Agora, em súbita mudança de clima, atravessamos o tempo e o mar e aportamos em terras lusas. Estamos em 1974, no auge da ebulição causada pela ditadura do professor Marcello Caetano, sucessor de Antônio de Oliveira Salazar, que procurava manter a todo custo a chamada “política do orgulhosamente sós”.

Naquele tempo, Portugal era o último país da Europa que vivia uma ditadura fascista criada nos tempos de Hitler. Salazar governou o país de 1933 a 1970 e mantinha em seu domínio a vida do povo português. Imprensa e cultura passavam por censura, a economia vivia o atraso e estagnação decorrentes das intervenções lentas do governo, que preferia destinar seus esforços, seja monetários e militares, para manter sob seu domínio as chamadas colônias do Ultramar português na África (Moçambique, Angola, Cabo Verde, São Tomé e Príncipe e Guiné-Bissau).

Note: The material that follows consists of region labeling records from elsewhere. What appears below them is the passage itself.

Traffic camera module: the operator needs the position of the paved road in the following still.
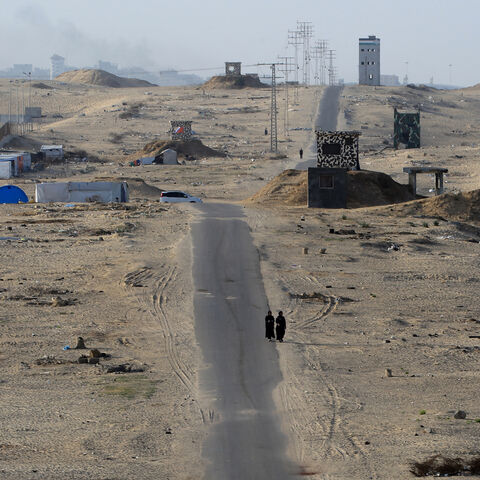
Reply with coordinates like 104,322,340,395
192,204,296,480
297,86,343,170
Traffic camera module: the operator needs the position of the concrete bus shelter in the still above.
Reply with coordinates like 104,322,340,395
403,167,448,195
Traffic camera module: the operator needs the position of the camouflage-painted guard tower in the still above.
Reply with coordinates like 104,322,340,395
170,120,192,140
225,62,242,77
315,130,361,170
393,108,420,150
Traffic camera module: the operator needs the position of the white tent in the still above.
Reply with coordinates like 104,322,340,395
35,182,128,203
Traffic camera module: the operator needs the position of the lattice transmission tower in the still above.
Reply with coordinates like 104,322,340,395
288,30,303,105
278,57,297,137
328,50,337,85
297,21,313,85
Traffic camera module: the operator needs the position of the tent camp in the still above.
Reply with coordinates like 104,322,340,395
0,152,32,178
35,182,128,203
0,160,14,179
0,185,28,203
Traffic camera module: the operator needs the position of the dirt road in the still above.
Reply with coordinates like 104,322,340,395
192,204,295,480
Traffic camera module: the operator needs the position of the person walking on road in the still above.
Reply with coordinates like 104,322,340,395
265,310,275,342
275,311,287,342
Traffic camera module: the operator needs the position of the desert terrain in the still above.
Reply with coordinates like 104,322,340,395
0,75,480,480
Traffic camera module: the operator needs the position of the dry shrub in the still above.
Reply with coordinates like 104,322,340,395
410,455,470,477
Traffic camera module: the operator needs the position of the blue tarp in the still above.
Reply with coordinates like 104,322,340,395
0,185,28,203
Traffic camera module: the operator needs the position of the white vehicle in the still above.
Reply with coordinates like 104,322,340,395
160,190,202,203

Capitão Salgueiro Maia, o cérebro por trás dos movimentos heroicos da revolução (cais do olhar)
Cap. Salgueiro Maia, cérebro por trás dos movimentos da revolução (Cais do Olhar)

Secretamente, as forças armadas começam a se mobilizar para frear a ditadura portuguesa, sendo esse o único caminho para por um fim a Guerra do Ultramar e buscar restabelecer a ordem do país, sendo política e economicamente.

Os lances do que seria feito em 1974 começaram a ser planejados secretamente nos quartéis, entre os generais e capitães. No dia 25 de abril, ainda de madrugada, o Movimento das Forças Armadas, comandado pelo capitão Salgueiro Maia, toma um a um os regimentos e prepara terreno para encurralar o governo no Quartel do Carmo, em Lisboa.

Era festa nas ruas, o povo aclamava emocionado o fim de seu martírio de 41 anos abaixo do atraso provocado por Salazar. Os cravos, símbolos da revolução, tomavam conta das ruas. Ao fim do dia, sob gritos de vitória, era colocado no poder o general Antônio de Spinola, a pedido do próprio Marcelo Caetano, para conduzir os destinos da nação.

Os patrícios certamente vão as ruas neste ano comemorar esta data histórica, sempre celebrada de ano a ano com festas, programas especiais, solenidades e apresentações das forças armadas. Há quem questione que o espírito revolucionário de 1974 se perdeu aos poucos com os descaminhos tomados pela economia portuguesa, ainda hoje tão maltratada pelas crises dos países da zona do Euro.

O povo nas ruas, nem mesmo a recomendação de ficar em casa impediu a festa (divulgação)
Nem mesmo a recomendação de ficar em casa impediu a festa (divulgação)

Protestos lembram a data constantemente, não apenas como um fato inesquecível para uma geração, mas como sinal de que o dito 25 de abril não deve morrer e, mais radicalmente, deve voltar.

Considerações finais

São situações imensamente inversas. A celebração do feito das forças armadas em Portugal, o temor do feito das forças armadas no Brasil. As realidades contrapõem-se incrivelmente neste ano, quando ambas as nações lembram seus atos, justo com os mesmos personagens, mas vivendo situações completamente antagônicas.

E assim, a história continua a pregar peças a quem lhe admira. Medo de um lado, alegria do outro. São golpes não apenas de estado, mas do destino, que envolvem os mesmos protagonistas e promovem fatos jamais esquecidos. A vida segue, as lembranças (e coincidências) também.